Attorney General Jeff Sessions, on the other hand, has a populist streak. As a senator, Sessions called business interests that lobby for more liberal immigration laws "masters of the universe" and questioned why the DOJ hadn't pressed charges against the companies that contributed to the financial crisis. That seems perfectly inline with Trump's campaign promise to block the AT&T/Time Warner deal, saying the merger would lead to "too much concentration of power in the hands of too few."

And while it would be a mistake to call the DOJ's antitrust chief Makan Delrahim a populist, he hasn't been shy in wielding government power to protect competition. For example, as a deputy assistant attorney general during the Bush administration, he worked on the government's failed attempt to stop Oracle from acquiring software company PeopleSoft.

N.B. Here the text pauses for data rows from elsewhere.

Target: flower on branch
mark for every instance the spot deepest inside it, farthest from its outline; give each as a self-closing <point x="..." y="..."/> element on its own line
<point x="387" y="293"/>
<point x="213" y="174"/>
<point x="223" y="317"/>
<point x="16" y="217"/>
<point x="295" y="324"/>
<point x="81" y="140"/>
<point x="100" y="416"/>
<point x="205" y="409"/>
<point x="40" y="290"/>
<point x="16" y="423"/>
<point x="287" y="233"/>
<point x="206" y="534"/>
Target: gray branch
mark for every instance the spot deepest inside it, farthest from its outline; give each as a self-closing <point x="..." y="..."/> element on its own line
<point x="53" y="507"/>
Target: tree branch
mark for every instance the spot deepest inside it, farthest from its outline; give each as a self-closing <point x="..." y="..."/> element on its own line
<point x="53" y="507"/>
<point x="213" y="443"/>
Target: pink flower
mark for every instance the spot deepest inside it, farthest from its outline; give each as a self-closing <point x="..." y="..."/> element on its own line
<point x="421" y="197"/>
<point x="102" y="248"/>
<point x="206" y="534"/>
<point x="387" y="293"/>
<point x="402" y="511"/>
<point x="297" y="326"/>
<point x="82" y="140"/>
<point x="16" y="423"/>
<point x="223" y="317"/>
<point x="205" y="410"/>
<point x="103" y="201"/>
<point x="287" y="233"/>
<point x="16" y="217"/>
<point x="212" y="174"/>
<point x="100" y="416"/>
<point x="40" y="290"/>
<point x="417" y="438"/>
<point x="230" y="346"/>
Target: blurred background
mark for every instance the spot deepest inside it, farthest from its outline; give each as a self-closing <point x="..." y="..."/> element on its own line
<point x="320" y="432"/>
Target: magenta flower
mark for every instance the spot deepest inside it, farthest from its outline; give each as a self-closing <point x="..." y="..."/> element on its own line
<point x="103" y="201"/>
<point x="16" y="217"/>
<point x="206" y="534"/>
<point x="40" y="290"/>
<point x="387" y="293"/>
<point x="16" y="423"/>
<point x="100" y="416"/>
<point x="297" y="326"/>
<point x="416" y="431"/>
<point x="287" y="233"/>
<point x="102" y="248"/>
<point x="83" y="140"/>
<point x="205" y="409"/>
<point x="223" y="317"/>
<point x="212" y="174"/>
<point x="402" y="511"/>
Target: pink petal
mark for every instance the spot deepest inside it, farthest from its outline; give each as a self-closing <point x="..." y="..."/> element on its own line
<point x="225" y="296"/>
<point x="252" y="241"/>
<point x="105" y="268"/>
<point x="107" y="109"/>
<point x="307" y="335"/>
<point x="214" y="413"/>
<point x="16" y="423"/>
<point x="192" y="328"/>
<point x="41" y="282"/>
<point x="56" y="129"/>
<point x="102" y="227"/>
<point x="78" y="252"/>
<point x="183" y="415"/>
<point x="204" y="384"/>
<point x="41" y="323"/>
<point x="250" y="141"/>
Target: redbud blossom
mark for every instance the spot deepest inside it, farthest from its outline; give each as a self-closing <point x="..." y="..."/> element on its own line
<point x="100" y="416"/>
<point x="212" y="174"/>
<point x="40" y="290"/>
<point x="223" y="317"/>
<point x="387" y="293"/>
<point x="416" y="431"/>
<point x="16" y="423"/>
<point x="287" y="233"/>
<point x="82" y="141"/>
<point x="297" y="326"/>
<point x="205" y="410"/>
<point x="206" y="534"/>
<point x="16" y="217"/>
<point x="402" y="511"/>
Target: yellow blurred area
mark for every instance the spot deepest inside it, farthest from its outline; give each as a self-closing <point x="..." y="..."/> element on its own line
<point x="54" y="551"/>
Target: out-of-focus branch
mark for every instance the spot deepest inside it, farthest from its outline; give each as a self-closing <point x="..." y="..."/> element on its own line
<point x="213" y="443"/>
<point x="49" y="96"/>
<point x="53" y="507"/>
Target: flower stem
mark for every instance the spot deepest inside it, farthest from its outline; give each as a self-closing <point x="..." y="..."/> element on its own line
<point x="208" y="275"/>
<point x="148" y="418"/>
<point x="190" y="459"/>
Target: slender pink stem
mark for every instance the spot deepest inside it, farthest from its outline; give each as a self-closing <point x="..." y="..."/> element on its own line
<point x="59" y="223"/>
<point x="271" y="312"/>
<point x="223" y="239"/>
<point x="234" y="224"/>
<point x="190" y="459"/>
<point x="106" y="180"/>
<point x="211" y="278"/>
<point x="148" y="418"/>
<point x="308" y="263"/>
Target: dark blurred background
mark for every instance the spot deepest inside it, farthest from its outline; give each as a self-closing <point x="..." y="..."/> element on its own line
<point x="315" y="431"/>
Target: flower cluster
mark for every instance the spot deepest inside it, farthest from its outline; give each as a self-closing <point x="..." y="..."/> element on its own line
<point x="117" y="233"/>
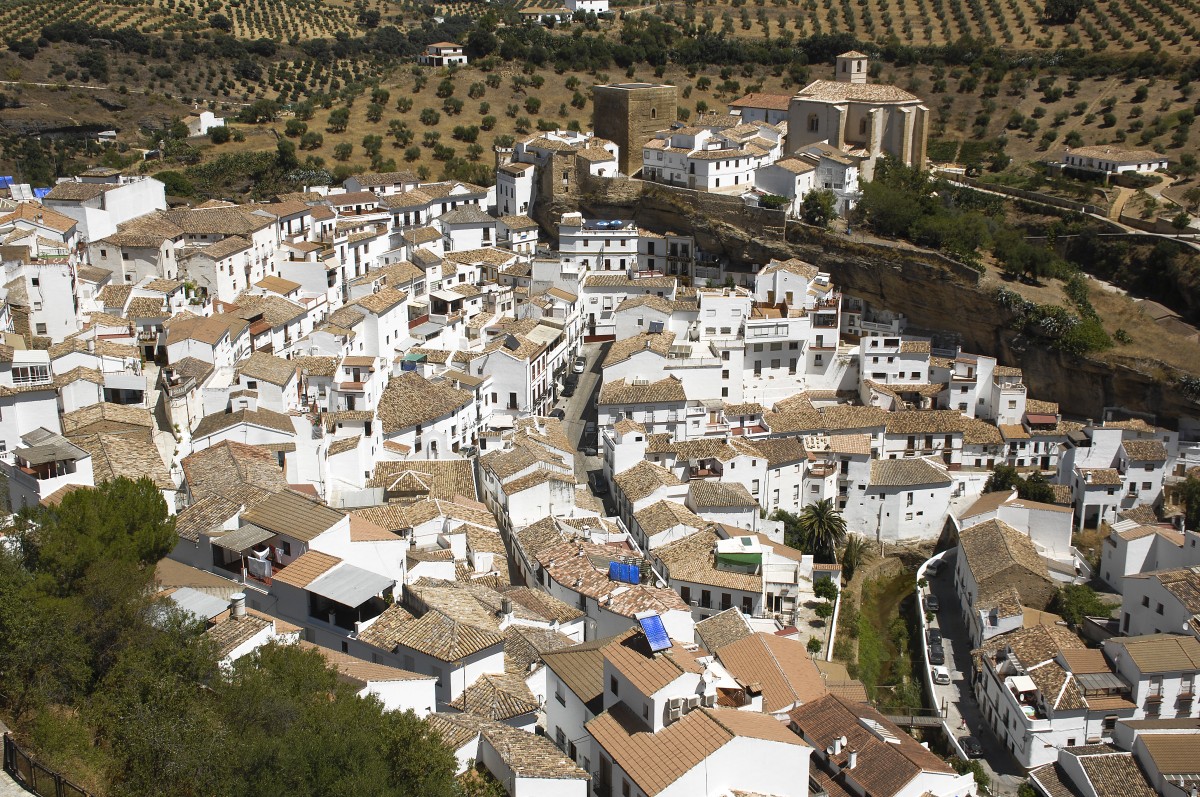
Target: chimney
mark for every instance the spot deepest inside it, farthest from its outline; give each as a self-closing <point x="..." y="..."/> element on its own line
<point x="238" y="605"/>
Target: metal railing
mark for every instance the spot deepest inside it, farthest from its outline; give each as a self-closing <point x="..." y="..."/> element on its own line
<point x="35" y="777"/>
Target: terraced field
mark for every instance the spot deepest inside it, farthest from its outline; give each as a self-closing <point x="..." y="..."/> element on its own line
<point x="279" y="19"/>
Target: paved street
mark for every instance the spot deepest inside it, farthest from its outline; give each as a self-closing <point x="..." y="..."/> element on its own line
<point x="581" y="408"/>
<point x="958" y="697"/>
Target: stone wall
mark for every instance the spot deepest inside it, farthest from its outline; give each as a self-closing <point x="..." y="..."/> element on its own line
<point x="934" y="292"/>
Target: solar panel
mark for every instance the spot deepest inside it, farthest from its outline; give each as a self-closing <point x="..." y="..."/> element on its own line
<point x="655" y="633"/>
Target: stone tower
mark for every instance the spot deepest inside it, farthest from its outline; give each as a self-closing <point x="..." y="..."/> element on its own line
<point x="851" y="67"/>
<point x="629" y="114"/>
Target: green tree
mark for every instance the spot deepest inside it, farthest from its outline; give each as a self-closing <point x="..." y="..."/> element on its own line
<point x="819" y="528"/>
<point x="826" y="589"/>
<point x="1003" y="478"/>
<point x="852" y="555"/>
<point x="820" y="207"/>
<point x="339" y="119"/>
<point x="1074" y="601"/>
<point x="1063" y="11"/>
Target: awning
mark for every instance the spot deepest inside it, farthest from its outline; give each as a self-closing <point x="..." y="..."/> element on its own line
<point x="349" y="586"/>
<point x="243" y="539"/>
<point x="1024" y="683"/>
<point x="201" y="604"/>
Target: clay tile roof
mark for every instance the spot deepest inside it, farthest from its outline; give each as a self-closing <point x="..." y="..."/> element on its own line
<point x="411" y="399"/>
<point x="268" y="367"/>
<point x="708" y="492"/>
<point x="581" y="669"/>
<point x="1102" y="477"/>
<point x="643" y="479"/>
<point x="306" y="568"/>
<point x="233" y="631"/>
<point x="1161" y="652"/>
<point x="781" y="666"/>
<point x="655" y="761"/>
<point x="630" y="654"/>
<point x="1145" y="450"/>
<point x="907" y="473"/>
<point x="669" y="389"/>
<point x="691" y="558"/>
<point x="837" y="91"/>
<point x="663" y="515"/>
<point x="497" y="696"/>
<point x="723" y="628"/>
<point x="883" y="767"/>
<point x="847" y="417"/>
<point x="994" y="551"/>
<point x="384" y="178"/>
<point x="981" y="432"/>
<point x="768" y="101"/>
<point x="444" y="639"/>
<point x="935" y="421"/>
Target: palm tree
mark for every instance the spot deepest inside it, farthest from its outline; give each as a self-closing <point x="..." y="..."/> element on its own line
<point x="852" y="555"/>
<point x="822" y="528"/>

Former FCC lawyer Gigi Sohn describes Pai as an ideologue, while Delrahim, she says, recognizes that competition is necessary for markets to function. Former Department of Justice antitrust lawyer Jeffrey Blumenfeld describes Delrahim as more of a centrist than Pai.

Ideological differences between the two heads of the two agencies aren't the only reason for the differing policies. Berin Szóka, president of the pro-market advocacy group TechFreedom, admits that there is a disconnect between arguing that the FCC's media-ownership rules are outdated thanks to the internet and that the Time Warner merger should be blocked despite the growing number of streaming media options. But he cautions against reading too much into it. Pai's FCC is working to repeal hard and fast rules, while the DOJ is looking at a specific antitrust case. Szóka argues it's not necessarily inconsistent to oppose blanket rules but favor blocking a particular merger.

Karl Frisch, executive director of consumer group Allied Progress, on the other hand, points out that we won't really know just how inconsistent the two agencies are until the DOJ decides whether it will approve the Sinclair/Tribune merger. If it doesn't apply the same sort of skepticism to that case it applied to AT&T's Time-Warner bid, it could reveal that the Trump administration’s inconsistency is more vindictive than it is ideological.